The downloadable ipynb file is available on Github.

Other notes:

  • This post is intended for anyone who wants to start working with Jupyter notebooks, and assumes prior understanding of programming in Python. The Jupyter notebook is another environment to easily work with code, but the coding process is still very traditional. If you’re new to Python programming, this website is a good place to start.
  • You can use multiple versions of Python to run Jupyter notebooks by changing its Kernel (the computational engine which executes the code). I have both Python 2 & Python 3 installed, and I switch between them for different programs as needed.
  • While Jupyter notebooks are mainly used to run Python code, they can also be used to run R programs, which requires R kernel to be installed. The blog post below is a useful guide to do that: https://www.datacamp.com/community/blog/jupyter-notebook-r

Creating reports in R #Code

I’ve recently been consolidating a lot of R code from different parts of my analysis into one file. I wanted to add good documentation and explanation of results and interpretations along with my code to make sense of it later. I came across this option of creating dynamic reports that can combine our code, custom text and R output to an output document using the knitR package in R. I find it a good practice to create such reports for any analysis (wish I followed this earlier), so here’s a post on how to create them. They are very useful coz of the following reasons:

  • It is a great option to generate PDF, HTML and word reports by combining our text explanations, code, R output and graphics at one go. It saves the hassle of saving and copying text, code, output and figures separately into a report.
  • We can easily share the file with someone else with the output and explanations.
  • It is much easier to generate a new report dynamically when the input file changes, as it runs the same code and generates new output report based on the new file at one go.

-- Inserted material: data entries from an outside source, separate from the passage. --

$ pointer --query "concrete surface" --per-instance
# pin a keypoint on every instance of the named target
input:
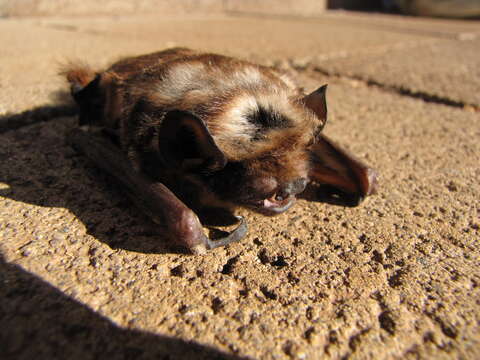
(84, 275)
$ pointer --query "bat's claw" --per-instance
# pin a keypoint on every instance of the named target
(236, 235)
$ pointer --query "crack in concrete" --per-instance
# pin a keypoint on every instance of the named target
(402, 91)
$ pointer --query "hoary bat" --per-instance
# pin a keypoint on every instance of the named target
(201, 132)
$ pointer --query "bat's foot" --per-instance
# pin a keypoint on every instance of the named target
(236, 235)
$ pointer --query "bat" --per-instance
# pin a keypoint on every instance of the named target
(193, 133)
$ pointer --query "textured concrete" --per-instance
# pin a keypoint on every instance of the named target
(444, 69)
(84, 275)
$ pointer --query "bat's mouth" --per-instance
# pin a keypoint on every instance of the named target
(273, 205)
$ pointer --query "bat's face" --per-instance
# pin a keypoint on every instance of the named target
(268, 185)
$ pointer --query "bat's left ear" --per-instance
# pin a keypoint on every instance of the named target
(184, 140)
(317, 102)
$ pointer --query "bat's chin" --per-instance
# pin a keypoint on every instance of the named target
(271, 206)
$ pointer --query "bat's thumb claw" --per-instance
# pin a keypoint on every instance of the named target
(236, 235)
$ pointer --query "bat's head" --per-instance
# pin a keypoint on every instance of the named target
(254, 155)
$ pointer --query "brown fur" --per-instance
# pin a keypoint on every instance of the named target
(252, 126)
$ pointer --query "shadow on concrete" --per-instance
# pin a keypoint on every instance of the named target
(40, 322)
(39, 168)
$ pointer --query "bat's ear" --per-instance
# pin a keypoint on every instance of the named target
(185, 141)
(317, 102)
(343, 178)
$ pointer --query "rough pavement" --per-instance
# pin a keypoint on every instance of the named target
(84, 275)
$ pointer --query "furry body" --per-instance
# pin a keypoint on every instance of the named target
(217, 131)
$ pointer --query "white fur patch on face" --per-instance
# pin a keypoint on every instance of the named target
(235, 124)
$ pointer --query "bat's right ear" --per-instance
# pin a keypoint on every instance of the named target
(184, 140)
(317, 102)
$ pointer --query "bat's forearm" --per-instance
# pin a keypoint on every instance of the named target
(153, 198)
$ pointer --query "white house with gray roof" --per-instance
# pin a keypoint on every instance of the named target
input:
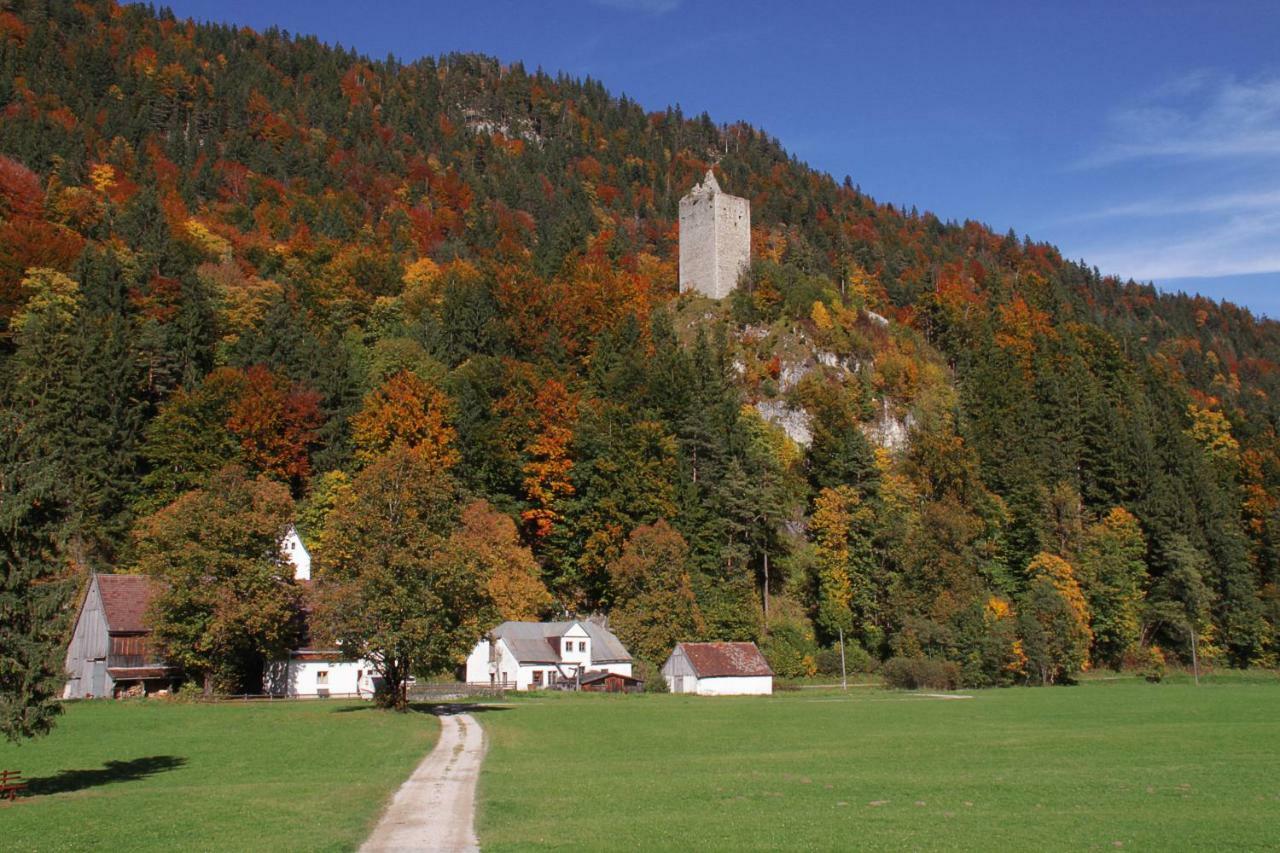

How to create dynamic reports in R?

The first step is to create a R Markdown file (with the extension .Rmd). If you’re using RStudio, you can go to File -> New File -> R Markdown to create a Rmd file.  You should specify whether you want an output in html, pdf or word. It generated the following skeleton code for me as I specified an output pdf file:

Rmd parts
Rmd parts

Alternatively, you can write the sections in R and save it as .Rmd file. The Header section begins and ends with three dashes (—). It contains title, date and author attributes and specifies the type of output document: E.g. html_document for html web page, pdf_document for a pdf file, word_document for Microsoft Word .docx etc. The header can include other options as needed: “runtime: shiny” if it should be run as an interactive shiny app, “css: styles.css” to change the stylesheet when working with html, “toc: true” to include a table of contents etc.

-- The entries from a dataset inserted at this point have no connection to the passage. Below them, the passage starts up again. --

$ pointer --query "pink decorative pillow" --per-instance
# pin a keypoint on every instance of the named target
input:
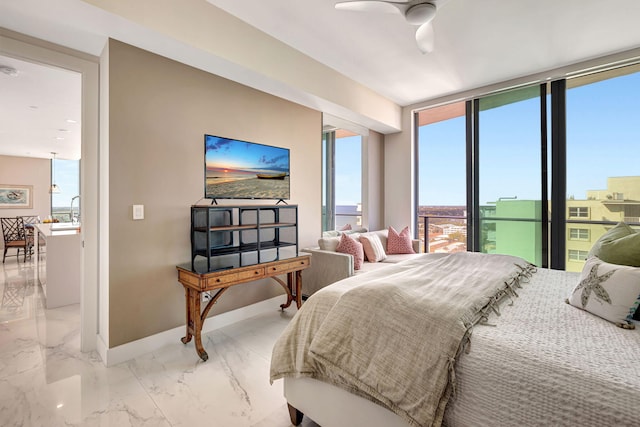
(373, 249)
(351, 246)
(399, 243)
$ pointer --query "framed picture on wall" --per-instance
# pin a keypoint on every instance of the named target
(16, 196)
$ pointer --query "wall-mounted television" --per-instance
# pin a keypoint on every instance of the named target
(236, 169)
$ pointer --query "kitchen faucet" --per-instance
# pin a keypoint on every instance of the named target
(75, 219)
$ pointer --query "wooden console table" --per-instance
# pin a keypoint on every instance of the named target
(195, 283)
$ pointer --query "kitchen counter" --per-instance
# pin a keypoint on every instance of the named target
(58, 257)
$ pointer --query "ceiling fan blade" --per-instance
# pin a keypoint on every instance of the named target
(425, 38)
(373, 6)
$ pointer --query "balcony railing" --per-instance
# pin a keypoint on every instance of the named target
(632, 221)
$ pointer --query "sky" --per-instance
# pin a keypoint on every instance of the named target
(67, 177)
(602, 141)
(348, 170)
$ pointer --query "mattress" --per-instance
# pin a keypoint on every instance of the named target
(547, 363)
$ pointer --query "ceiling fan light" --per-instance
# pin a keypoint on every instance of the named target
(420, 13)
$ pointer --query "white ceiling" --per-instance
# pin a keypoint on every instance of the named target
(478, 43)
(39, 111)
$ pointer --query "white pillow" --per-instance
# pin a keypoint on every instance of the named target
(373, 249)
(329, 243)
(607, 290)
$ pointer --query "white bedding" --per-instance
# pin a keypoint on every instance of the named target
(546, 363)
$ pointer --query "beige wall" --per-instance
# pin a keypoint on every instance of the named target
(240, 50)
(159, 111)
(27, 171)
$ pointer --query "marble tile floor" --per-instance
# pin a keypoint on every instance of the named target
(46, 381)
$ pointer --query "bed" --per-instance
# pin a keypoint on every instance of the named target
(525, 356)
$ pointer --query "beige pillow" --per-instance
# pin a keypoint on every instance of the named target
(373, 249)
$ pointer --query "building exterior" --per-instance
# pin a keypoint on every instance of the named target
(620, 201)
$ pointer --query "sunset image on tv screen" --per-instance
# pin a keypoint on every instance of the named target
(237, 169)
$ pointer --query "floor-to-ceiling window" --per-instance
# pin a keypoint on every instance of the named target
(509, 174)
(65, 203)
(603, 173)
(342, 180)
(525, 149)
(442, 195)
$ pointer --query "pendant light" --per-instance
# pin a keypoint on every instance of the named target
(54, 187)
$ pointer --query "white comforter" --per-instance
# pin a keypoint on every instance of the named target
(546, 363)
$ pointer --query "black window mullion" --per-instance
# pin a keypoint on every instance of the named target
(558, 174)
(544, 218)
(473, 206)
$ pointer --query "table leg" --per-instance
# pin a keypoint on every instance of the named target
(299, 288)
(194, 322)
(288, 287)
(189, 323)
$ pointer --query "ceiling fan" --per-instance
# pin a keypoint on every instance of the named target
(415, 12)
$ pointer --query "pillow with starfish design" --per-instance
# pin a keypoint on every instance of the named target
(608, 290)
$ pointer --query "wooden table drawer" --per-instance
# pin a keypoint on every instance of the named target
(222, 280)
(255, 273)
(288, 266)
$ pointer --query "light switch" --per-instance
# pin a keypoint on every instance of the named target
(138, 211)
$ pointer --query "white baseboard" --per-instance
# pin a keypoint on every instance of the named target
(122, 353)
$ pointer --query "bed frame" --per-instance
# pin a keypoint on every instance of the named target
(328, 405)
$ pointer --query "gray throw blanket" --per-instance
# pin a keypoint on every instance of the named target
(394, 339)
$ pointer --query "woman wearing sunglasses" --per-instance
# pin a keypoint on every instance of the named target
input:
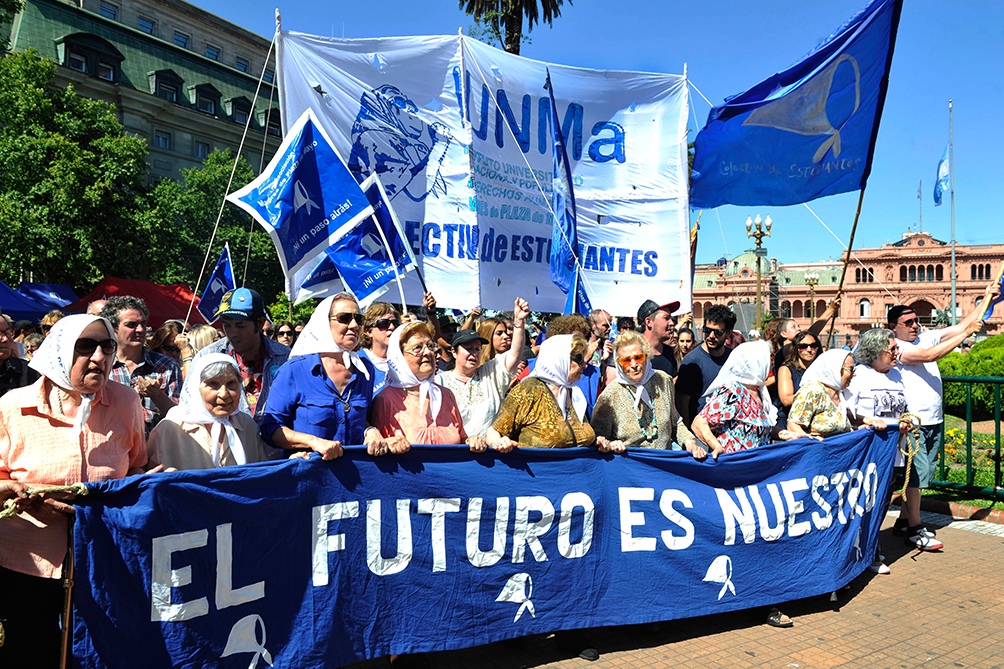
(320, 397)
(71, 425)
(803, 351)
(382, 319)
(639, 408)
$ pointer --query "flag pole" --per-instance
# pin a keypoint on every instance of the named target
(846, 261)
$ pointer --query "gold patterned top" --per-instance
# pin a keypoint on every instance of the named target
(530, 416)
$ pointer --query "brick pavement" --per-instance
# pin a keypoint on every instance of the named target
(935, 610)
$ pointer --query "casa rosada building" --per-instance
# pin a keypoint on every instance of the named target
(915, 270)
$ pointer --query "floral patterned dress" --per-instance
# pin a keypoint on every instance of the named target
(737, 417)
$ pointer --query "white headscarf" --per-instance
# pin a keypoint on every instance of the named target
(192, 409)
(54, 358)
(641, 393)
(553, 363)
(749, 365)
(400, 375)
(316, 338)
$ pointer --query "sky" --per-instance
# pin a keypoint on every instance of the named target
(944, 50)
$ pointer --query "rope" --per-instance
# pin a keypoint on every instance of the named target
(912, 441)
(10, 506)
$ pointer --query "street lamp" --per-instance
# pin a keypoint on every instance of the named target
(811, 280)
(762, 230)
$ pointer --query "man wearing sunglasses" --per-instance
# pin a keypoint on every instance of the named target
(242, 312)
(702, 365)
(919, 356)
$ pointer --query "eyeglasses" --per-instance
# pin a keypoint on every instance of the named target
(87, 347)
(346, 317)
(424, 349)
(628, 361)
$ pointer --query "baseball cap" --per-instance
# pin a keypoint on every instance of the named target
(466, 336)
(649, 307)
(243, 303)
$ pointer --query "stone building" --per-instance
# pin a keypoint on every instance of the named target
(178, 75)
(915, 270)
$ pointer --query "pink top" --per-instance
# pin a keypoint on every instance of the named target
(39, 447)
(395, 409)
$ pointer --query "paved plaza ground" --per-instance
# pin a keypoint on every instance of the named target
(935, 610)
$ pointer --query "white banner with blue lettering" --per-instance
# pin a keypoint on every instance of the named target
(474, 189)
(313, 564)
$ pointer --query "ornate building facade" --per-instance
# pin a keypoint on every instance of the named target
(178, 75)
(915, 270)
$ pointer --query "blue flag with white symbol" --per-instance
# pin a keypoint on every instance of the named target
(372, 253)
(943, 182)
(565, 268)
(807, 132)
(304, 198)
(220, 282)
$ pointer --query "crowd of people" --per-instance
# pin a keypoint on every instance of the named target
(98, 396)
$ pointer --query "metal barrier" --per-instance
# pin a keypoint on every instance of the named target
(970, 485)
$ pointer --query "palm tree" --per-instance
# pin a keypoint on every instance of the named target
(503, 19)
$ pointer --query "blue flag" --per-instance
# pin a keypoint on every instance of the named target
(804, 133)
(303, 199)
(220, 282)
(321, 564)
(365, 255)
(943, 182)
(565, 268)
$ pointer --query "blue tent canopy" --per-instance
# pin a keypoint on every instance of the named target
(54, 295)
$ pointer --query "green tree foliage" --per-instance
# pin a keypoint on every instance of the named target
(503, 19)
(70, 181)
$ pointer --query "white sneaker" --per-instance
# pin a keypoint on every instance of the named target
(923, 539)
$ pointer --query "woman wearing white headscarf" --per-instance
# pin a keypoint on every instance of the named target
(738, 414)
(319, 398)
(70, 426)
(212, 424)
(413, 408)
(639, 409)
(546, 410)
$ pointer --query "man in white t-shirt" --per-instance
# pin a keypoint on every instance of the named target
(919, 356)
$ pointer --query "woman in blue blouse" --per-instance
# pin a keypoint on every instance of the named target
(319, 398)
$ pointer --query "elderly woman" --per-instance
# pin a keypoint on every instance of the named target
(478, 386)
(212, 424)
(320, 397)
(413, 409)
(69, 426)
(631, 411)
(547, 410)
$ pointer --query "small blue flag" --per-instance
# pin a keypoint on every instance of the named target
(943, 182)
(365, 254)
(804, 133)
(220, 282)
(565, 268)
(304, 198)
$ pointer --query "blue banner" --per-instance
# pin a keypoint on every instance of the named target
(221, 281)
(804, 133)
(304, 198)
(322, 564)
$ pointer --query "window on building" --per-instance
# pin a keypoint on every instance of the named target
(163, 140)
(864, 309)
(108, 10)
(77, 61)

The following code contains instructions along with R code to create a simple html document. It should be pretty self-explanatory to follow instructions and edit the code as needed for your own use:

---
title: "Sample Markdown file in R"
author: "Shibani"
output:
  pdf_document: default
  html_document: null
  toc: yes
---

# Main Heading of the report 
Plain text can be included as part of the report. This can be used to give introduction and explanations to your R code and results. Level 1 heading is added using '#'.

Blank line generates a new paragraph

## Including Text and Formatting 
Level 2 heading added using '##', deeper heading using '###' and so on.  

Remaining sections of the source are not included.